Personal information
- Full name: Ivo Vazgeč
- Date of birth: 6 February 1986 (age 40)
- Place of birth: Kakanj, SFR Yugoslavia
- Height: 1.90 m (6 ft 3 in)
- Position: Goalkeeper

Youth career
- Nässjö FF

Senior career*
- Years: Team / Apps / (Gls)
- 2006–2007: Jönköpings Södra / 41 / (0)
- 2008: Larisa / 0 / (0)
- 2008: AaB Aalborg / 0 / (0)
- 2008: Assyriska FF / 2 / (0)
- 2009: IFK Norrköping / 11 / (0)
- 2009–2010: Śląsk Wrocław / 7 / (0)
- 2011: Jönköpings Södra / 14 / (0)
- 2011–2012: Landskrona / 39 / (0)
- 2013–2014: Brommapojkarna / 31 / (0)
- 2015: Ljungskile / 15 / (0)
- 2016: Husqvarna / 25 / (0)
- 2017: Landskrona / 26 / (0)
- 2018: Assyriska FF / 3 / (0)
- 2021: Assyriska Turabdin / 11 / (0)

International career
- 2006: Sweden U21 / 1 / (0)

= Ivo Vazgeč =

Bosnian-born Swedish footballer (born 1986)

Ivo Vazgeč (born 6 February 1986) is a Bosnian-born Swedish retired football goalkeeper of Bosnian Croat heritage.

==Career==
Vazgeč joined the Polish team Śląsk Wrocław in 2009 from IFK Norrköping. He liked the mentality in Poland, not being content with anything but a victory, and where players risked being confronted in the street if they went out on town after a loss. He played one game for the Swedish U21 national football team in 2006.

In 2014, Vazgec had an altercation with a man in a McDonald's.
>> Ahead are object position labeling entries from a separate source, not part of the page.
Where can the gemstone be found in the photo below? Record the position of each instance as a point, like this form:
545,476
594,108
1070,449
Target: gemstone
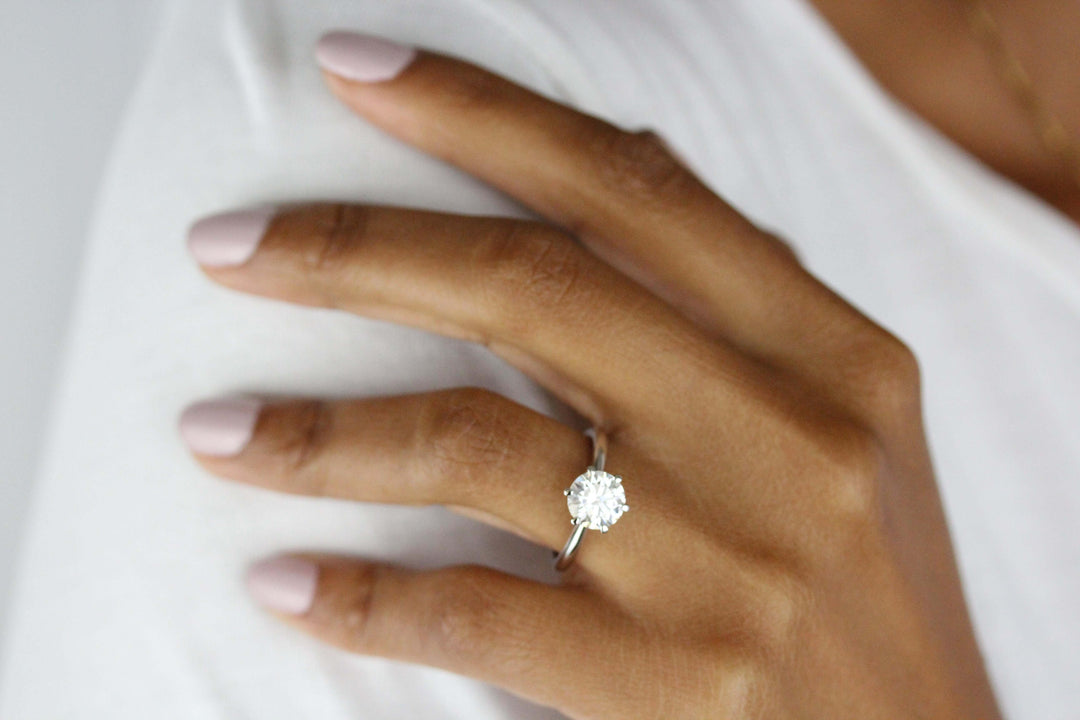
596,499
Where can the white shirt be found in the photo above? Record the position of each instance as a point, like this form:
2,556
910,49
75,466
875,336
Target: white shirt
127,601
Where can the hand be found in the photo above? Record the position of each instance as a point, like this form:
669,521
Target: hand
785,556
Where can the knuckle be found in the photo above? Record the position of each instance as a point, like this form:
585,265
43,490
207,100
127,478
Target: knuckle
359,606
340,230
474,91
538,267
852,487
639,163
464,615
304,444
781,603
889,378
467,430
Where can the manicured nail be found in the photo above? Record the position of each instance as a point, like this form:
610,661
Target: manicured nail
229,239
362,57
283,584
219,428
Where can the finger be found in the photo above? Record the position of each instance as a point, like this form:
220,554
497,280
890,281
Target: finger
472,621
623,193
526,289
464,447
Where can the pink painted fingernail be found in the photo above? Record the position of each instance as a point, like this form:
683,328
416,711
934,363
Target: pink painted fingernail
219,428
283,584
229,239
362,57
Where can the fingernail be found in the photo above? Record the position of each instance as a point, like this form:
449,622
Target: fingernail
229,239
219,428
362,57
283,584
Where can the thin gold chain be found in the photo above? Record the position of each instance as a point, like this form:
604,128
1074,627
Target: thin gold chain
1052,132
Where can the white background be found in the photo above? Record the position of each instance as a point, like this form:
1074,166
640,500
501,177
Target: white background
66,69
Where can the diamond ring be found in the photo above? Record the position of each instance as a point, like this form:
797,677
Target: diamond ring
595,499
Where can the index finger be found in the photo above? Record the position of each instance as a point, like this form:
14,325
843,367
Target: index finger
622,193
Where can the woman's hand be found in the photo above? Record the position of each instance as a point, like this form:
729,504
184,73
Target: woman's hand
786,554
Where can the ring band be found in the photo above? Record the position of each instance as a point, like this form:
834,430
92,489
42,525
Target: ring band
595,500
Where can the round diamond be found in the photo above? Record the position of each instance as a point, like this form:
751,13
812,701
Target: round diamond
596,499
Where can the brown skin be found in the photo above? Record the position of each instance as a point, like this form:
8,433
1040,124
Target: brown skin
785,555
926,55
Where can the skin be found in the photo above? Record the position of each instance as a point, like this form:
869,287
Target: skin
926,55
786,555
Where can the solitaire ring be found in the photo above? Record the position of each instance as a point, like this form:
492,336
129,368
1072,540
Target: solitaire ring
595,499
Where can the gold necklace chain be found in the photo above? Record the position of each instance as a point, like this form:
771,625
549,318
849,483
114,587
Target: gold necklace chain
1052,132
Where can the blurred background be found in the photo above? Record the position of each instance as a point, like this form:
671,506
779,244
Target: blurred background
66,70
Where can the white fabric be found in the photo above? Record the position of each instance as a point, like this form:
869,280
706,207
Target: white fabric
127,602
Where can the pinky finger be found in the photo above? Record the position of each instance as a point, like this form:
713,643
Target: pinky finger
524,636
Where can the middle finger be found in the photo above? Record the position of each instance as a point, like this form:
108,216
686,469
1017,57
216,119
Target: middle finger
527,290
468,448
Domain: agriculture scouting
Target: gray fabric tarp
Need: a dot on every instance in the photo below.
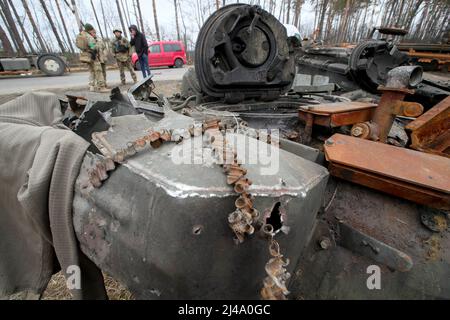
(39, 162)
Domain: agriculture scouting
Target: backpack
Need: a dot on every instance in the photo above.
(82, 42)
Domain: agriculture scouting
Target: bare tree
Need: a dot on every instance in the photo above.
(96, 19)
(10, 24)
(7, 47)
(104, 17)
(75, 12)
(19, 21)
(127, 12)
(141, 21)
(155, 16)
(64, 26)
(33, 24)
(176, 19)
(297, 12)
(52, 26)
(320, 26)
(121, 18)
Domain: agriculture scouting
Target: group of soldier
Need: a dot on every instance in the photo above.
(94, 53)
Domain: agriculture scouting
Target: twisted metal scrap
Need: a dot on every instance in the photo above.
(277, 275)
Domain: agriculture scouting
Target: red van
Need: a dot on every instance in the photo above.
(163, 53)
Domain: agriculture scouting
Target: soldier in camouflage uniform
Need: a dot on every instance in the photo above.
(121, 49)
(86, 42)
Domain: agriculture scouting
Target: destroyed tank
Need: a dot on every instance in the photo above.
(343, 219)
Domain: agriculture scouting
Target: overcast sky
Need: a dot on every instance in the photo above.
(165, 10)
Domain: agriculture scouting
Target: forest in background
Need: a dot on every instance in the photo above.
(34, 26)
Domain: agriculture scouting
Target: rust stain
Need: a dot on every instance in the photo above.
(431, 131)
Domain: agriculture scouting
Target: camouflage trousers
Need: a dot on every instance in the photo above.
(96, 78)
(126, 64)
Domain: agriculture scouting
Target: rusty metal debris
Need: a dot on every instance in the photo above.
(99, 172)
(431, 131)
(391, 104)
(277, 275)
(409, 174)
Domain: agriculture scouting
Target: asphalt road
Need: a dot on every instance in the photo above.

As police was called to the scene, Vazgec was handcuffed, later convicted for "verbal abuse" and "threats" and sentenced to fines and reparations. He left IF Brommapojkarna after 2014, and in 2015 his only football experience was a short-term contract with Ljungskile SK. Vazgec later stated that his "reputation went to hell", but that Brommapojkarna "fucked with me". Vazgec had to go down to the third tier to find a club in 2016, that being Husqvarna FF.
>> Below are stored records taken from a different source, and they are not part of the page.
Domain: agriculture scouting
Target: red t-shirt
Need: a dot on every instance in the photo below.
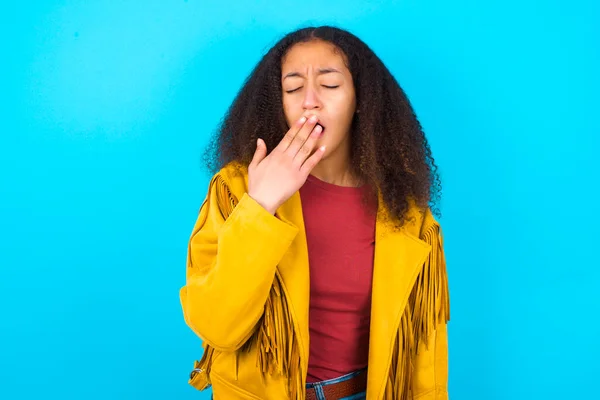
(340, 233)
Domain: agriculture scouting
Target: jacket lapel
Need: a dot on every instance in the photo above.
(399, 257)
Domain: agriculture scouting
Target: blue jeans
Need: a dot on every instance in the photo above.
(321, 396)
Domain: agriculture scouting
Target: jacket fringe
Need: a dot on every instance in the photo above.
(275, 337)
(428, 305)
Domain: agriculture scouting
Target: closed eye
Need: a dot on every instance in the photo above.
(325, 86)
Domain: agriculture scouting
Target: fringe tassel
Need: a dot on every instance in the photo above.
(278, 350)
(428, 305)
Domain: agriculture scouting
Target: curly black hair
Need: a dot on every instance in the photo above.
(389, 149)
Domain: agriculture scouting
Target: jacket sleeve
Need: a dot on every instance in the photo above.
(430, 380)
(231, 265)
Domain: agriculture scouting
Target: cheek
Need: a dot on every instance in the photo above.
(290, 111)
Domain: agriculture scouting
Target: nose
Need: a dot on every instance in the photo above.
(311, 99)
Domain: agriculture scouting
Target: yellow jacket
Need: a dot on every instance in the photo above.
(247, 297)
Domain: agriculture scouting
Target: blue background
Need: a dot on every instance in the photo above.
(106, 106)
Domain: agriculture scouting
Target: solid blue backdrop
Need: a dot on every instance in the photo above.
(106, 107)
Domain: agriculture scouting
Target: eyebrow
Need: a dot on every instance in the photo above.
(321, 71)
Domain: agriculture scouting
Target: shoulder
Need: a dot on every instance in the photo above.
(421, 222)
(234, 177)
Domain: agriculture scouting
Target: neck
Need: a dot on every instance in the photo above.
(335, 169)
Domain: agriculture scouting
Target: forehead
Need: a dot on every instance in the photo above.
(317, 54)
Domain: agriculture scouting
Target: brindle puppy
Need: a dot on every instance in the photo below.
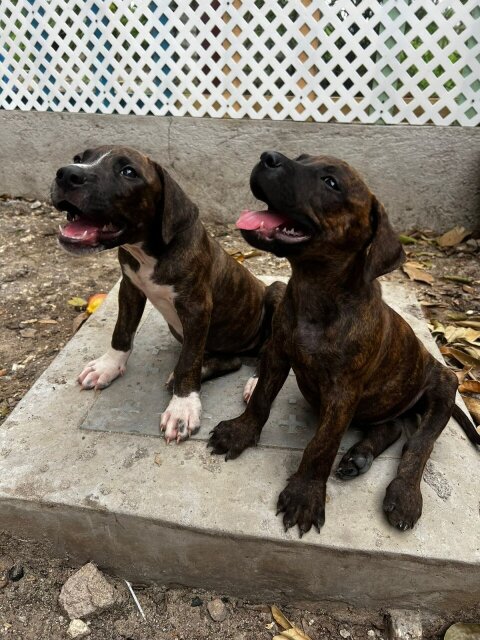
(117, 197)
(355, 359)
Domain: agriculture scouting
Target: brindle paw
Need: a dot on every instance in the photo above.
(402, 504)
(231, 437)
(303, 503)
(353, 464)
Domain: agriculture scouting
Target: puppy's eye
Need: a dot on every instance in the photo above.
(128, 172)
(331, 182)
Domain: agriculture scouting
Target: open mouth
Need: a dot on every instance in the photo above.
(85, 232)
(270, 225)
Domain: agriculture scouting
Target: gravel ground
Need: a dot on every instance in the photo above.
(37, 279)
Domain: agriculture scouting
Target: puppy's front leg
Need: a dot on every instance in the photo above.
(181, 418)
(99, 373)
(303, 499)
(231, 437)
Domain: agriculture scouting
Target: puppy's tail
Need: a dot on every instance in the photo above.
(468, 426)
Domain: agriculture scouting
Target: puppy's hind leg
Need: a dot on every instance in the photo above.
(403, 499)
(359, 458)
(273, 295)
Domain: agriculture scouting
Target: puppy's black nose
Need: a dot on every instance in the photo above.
(271, 159)
(71, 176)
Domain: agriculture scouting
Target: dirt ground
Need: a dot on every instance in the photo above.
(37, 280)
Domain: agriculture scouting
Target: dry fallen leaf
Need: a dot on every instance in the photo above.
(417, 273)
(460, 279)
(407, 239)
(474, 324)
(469, 386)
(464, 358)
(78, 303)
(280, 619)
(290, 631)
(453, 237)
(240, 256)
(78, 321)
(452, 333)
(462, 374)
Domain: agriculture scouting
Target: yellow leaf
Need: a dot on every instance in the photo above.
(472, 351)
(473, 405)
(95, 301)
(78, 302)
(294, 634)
(453, 334)
(417, 274)
(453, 237)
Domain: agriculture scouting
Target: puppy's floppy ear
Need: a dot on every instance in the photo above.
(385, 252)
(177, 211)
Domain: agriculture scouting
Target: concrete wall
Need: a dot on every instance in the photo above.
(426, 176)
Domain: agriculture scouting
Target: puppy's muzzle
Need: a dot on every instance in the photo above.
(272, 159)
(70, 177)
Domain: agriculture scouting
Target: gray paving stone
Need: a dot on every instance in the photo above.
(88, 471)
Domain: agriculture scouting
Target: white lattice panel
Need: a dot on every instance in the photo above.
(368, 61)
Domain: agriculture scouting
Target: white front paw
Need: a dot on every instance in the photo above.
(181, 418)
(99, 373)
(249, 388)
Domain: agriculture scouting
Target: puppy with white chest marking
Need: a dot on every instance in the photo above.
(118, 197)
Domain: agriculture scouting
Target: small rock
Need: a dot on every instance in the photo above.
(78, 629)
(28, 333)
(16, 573)
(87, 593)
(217, 610)
(403, 624)
(6, 563)
(125, 628)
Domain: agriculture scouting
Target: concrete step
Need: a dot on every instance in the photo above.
(88, 471)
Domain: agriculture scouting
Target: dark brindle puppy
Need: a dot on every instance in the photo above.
(117, 197)
(355, 359)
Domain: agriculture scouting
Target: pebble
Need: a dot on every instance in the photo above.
(403, 624)
(78, 629)
(16, 573)
(87, 592)
(217, 610)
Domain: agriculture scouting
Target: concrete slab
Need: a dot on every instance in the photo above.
(176, 514)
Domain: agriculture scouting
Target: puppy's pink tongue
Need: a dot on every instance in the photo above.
(251, 220)
(80, 231)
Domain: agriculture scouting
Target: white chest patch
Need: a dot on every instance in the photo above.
(162, 296)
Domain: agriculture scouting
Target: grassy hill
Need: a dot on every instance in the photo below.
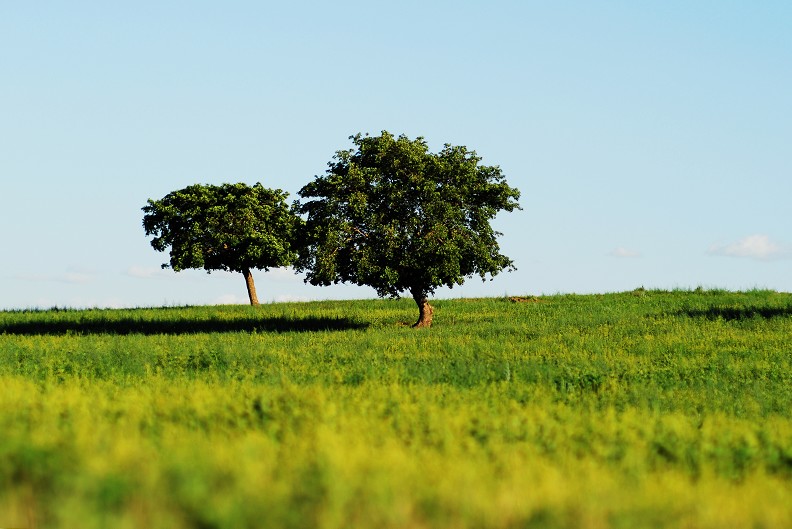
(638, 409)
In 2017, Vazgec held 17 clean sheets for Landskrona BoIS as the team won promotion to the 2018 Superettan. An attempt to extend the contract was not successful. He signed for Assyriska FF in early June 2018. Only four days later, it was reported that Vazgec was indicted for driving under the influence, whereupon the club would release him as soon as the transfer window opened.